For much of her life, my aunt was the black sheep in the family. From the time she was a little girl she would act out in ways that hurt those around her. While in all likelihood, she did these things to grasp for some assurance of that unconditional love we seek from those around us and the parental boundaries that help us feel safe, it seemed to backfire. Instead, her parents didn’t know what to do with her, or how to parent her; and her siblings grew tired of her frustrating behaviors.
In her own right, she became the sinful woman.
A change finally began to weave it’s way into our family’s dynamics when my grandmother’s faith convinced her to let go of all those old hurts and wounds inflicted by her second daughter, and everyone else for that matter.
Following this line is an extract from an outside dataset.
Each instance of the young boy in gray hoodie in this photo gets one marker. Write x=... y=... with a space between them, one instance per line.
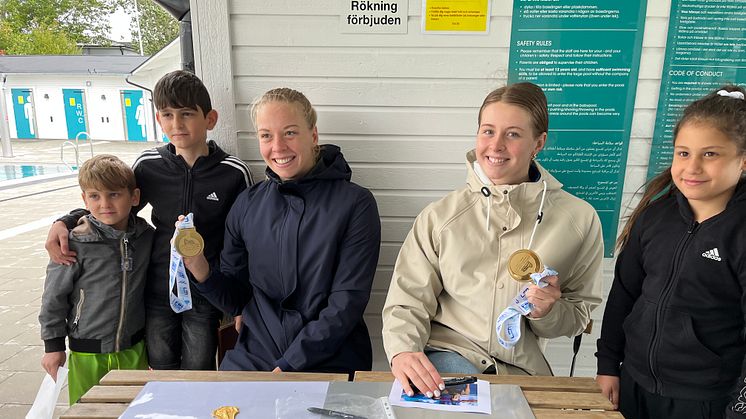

Primarily because her faith had finally opened her eyes to see what she had been incapable of realizing as a young mother. She realized the thing that my aunt needed the most, heck, the thing we all need the most, was the assurance that we are loved and worthy of such love.
When my grandmother was able to love without abandon, it cracked open my aunt’s hardened shell, and she found Christ. She heard the voice of God assure her: “You are worthy to sit at the table. You are worthy of touching, and being touched by, God. You are worthy of belonging. You are worthy of being called a disciple” (Karoline Lewis).
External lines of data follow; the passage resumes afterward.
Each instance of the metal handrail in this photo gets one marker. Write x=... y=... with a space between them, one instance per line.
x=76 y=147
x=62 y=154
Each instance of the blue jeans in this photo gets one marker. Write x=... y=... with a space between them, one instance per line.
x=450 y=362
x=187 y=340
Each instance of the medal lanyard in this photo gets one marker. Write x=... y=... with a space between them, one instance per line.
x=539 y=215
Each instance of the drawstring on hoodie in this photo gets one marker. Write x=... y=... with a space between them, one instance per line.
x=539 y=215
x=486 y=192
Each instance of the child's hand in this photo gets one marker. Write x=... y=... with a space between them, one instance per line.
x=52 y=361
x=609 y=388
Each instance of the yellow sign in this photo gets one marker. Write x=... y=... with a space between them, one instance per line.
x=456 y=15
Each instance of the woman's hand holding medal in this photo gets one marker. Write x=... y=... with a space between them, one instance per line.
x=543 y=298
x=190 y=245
She was transformed, yet much of her family was pushed so far out of her life that they didn’t get to see her for who she was in Christ until the very end of her life as she lay dying in a hospital room. After her death, we learned just how much she really was changed by her faith in the stories of her neighbors, which made clear that my aunt had developed a practice of lending what little extra money she had to her neighbors in need.
For me, the woman in today’s gospel will always also be my aunt, and their stories will serve as a reminder of the important role forgiveness has in helping us to find ourselves.
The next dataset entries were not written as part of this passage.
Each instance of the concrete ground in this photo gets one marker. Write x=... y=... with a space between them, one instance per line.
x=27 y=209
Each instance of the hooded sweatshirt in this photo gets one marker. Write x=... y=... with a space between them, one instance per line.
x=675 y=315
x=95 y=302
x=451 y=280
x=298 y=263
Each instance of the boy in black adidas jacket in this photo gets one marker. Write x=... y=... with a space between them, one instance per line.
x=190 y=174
According to one of my favorite preachers, David Lose, “Forgiveness also give you back yourself. You see, after a while, being indebted, owing others, knowing yourself first and foremost as a sinner – these realities come to dominate and define you. You are no more and no less than what you’ve done, the mistakes you’ve made, the debt you owe. When you are forgiven, all those limitations disappear and you are restored, renewed, set free.”
Maybe you find yourself struggling with judgment like Simon, or weary of the frustrating behaviors of others like my family. Maybe you find yourself feeling unworthy, like the woman in today’s gospel or my aunt. Wherever you find yourself, know that forgiveness is everything, and it is there waiting for each and everyone of us. Amen.